Originally published: Oxford: Oxford University Press, 1933.
Originally published: Oxford: Oxford University Press, 1933.
The Mishnah is the written form of the Jewish Oral Law, as preserved by the Rabbis of the first few centuries after the destruction of the Jerusalem Temple in the first century. It is the sum of four centuries of Jewish religious activity in Palestine.
Much of its contents reflect the Jewish religious tradition current at the time of Christ and the early Christian Church. Up until the printing of this volume, the Mishnah was not available for the layman to study as a whole. It is of interest to persons studying early Judaism and the relationship of the oral traditions to Christ and the New Testament writings.
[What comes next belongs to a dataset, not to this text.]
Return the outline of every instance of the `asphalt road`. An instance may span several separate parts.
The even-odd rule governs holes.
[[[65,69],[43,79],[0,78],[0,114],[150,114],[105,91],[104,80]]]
The Mishnah's historical value is comparable in its importance to the Apocrypha, Pseudepigrapha, and the Works of Josephus. It is as important to the development of Judaism as the New Testament is to the development of Christianity. This edition by Danby is the classic English translation of the Mishnah (originally written in Aramaic), and has been the standard for over 50 years for scholars and other interested readers.
Herbert Danby (1889-1953) was an Anglican priest and a professor at Oxford University who spent a number of years in Palestine in the first half of the twentieth century. His interest in, and translation into English of, ancient Jewish writings helped to change the attitudes of scholars away from anti-Semitism in the mid-twentieth century.